One of the best ways to get back up is with a little help from your friend (or spouse, or family member). This person can agree to cosign your application, or take full responsibility for your account with the supplier. This last option is less than ideal, however, since it only delays recognition of your newfound probity by the credit bureau. A cosigner is definitely the way to go, even if only for a few months.

After a bankruptcy, opening up a new bank account may prove difficult. Your institution will most likely place a hold on all your checks for a few days (excluding government-issued checks and paychecks), and will be reluctant to provide you with a checking account. 

The best way to rebuild your credit is to borrow once more, as soon as possible.
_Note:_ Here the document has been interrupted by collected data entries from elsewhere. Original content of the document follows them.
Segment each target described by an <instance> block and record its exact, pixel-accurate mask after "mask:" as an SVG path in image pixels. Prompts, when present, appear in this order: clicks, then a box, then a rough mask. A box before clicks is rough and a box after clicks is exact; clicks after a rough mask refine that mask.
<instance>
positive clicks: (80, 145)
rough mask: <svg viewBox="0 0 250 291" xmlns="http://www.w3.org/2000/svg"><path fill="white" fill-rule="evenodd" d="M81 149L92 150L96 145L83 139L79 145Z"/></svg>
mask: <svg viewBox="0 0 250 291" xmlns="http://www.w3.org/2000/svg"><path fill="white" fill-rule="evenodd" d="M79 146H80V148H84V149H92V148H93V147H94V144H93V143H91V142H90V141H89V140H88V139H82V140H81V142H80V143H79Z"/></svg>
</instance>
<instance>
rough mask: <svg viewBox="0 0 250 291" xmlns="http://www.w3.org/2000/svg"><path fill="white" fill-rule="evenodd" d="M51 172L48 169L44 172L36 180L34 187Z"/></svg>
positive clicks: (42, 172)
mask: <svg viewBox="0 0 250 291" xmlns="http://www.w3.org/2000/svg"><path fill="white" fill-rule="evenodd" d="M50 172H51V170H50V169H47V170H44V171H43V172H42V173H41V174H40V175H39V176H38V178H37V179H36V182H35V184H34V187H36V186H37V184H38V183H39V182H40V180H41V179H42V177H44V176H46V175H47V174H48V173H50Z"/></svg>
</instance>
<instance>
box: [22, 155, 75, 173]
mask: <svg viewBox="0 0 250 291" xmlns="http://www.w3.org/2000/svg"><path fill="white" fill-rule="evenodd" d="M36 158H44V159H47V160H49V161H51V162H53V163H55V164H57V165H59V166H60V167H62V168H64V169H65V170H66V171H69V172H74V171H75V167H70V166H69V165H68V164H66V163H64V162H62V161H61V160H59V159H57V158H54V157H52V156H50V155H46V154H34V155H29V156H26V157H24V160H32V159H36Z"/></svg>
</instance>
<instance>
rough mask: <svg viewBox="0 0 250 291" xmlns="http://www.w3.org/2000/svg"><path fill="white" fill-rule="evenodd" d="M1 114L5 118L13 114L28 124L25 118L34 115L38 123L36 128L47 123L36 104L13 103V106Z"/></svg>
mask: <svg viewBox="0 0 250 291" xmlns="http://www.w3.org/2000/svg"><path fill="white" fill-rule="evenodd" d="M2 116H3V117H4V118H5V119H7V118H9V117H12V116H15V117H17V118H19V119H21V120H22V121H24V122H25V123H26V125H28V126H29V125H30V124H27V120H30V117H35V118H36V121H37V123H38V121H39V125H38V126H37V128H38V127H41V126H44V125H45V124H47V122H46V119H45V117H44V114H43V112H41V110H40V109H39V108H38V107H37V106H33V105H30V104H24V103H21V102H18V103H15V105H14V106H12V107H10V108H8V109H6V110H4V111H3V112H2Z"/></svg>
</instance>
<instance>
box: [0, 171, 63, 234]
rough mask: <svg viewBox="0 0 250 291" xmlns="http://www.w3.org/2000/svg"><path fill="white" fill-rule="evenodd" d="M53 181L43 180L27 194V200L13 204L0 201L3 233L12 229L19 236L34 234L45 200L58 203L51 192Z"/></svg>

You will then place the borrowed amount in a single option, such as an RRSP loan or a GIC. In the case of the GIC, the financial institution will freeze your investment and retain the certificate as collateral. If you make your payments regularly, you can quickly rebuild your credit. Take a look at our article to find out how to determine your borrowing capacity.

The same technique can be applied to obtaining a credit card. The bank can keep a certain amount; say $500, as collateral, which will serve as your credit card limit. After a year, you can ask for your collateral to be returned, or increase your credit limit.

You can purchase a house or a condo once more after declaring bankruptcy, thanks to a rent-to-own program. This establishes a purchase price for the property once the lease ends. The amount you pay in rent can be carried over, either partly or entirely, to a down payment. The rental period gives you the time to find a lender and show how serious you are if your rent is always paid on time. The landlord-seller can, however, require a deposit as collateral, which can also serve as a down payment when purchasing the property. This deposit will have to be done through a bank draft or deposited in a notary’s trust account.  

Lastly, when you declare bankruptcy, your credit rating falls to R9 (the highest rating being R1). Each year after your discharge, if you’ve made a focused effort to rebuild your credit, contact Equifax and Trans-Union to see your credit report (it’s free). Studies show that up to 25% of their records have inaccuracies. If that’s the case for you, contact your financial institution and your creditors so they can set the record straight with the credit agencies. 

  • In case of a bankruptcy, Hydro-Québec cannot cut off your power, and your balance will be restored to zero. If your power has been cut off and you have declared bankruptcy, Hydro-Québec has no choice but to reconnect you; they can, however, demand a deposit equal to two months of service. 
  • In case of a bankruptcy, an auto lender cannot reclaim a vehicle if it is essential to finding a job or maintaining basic revenue, or if public transportation is deemed inadequate. 
  • Bankruptcy legally frees you from any debt you had incurred at the time you declared bankruptcy (aside from alimony, money owed to welfare assistance, money owed to student loans taken out up to seven years prior to bankruptcy, court-ordered fines or tickets). 
  • You will keep most of your furniture, clothing and toys.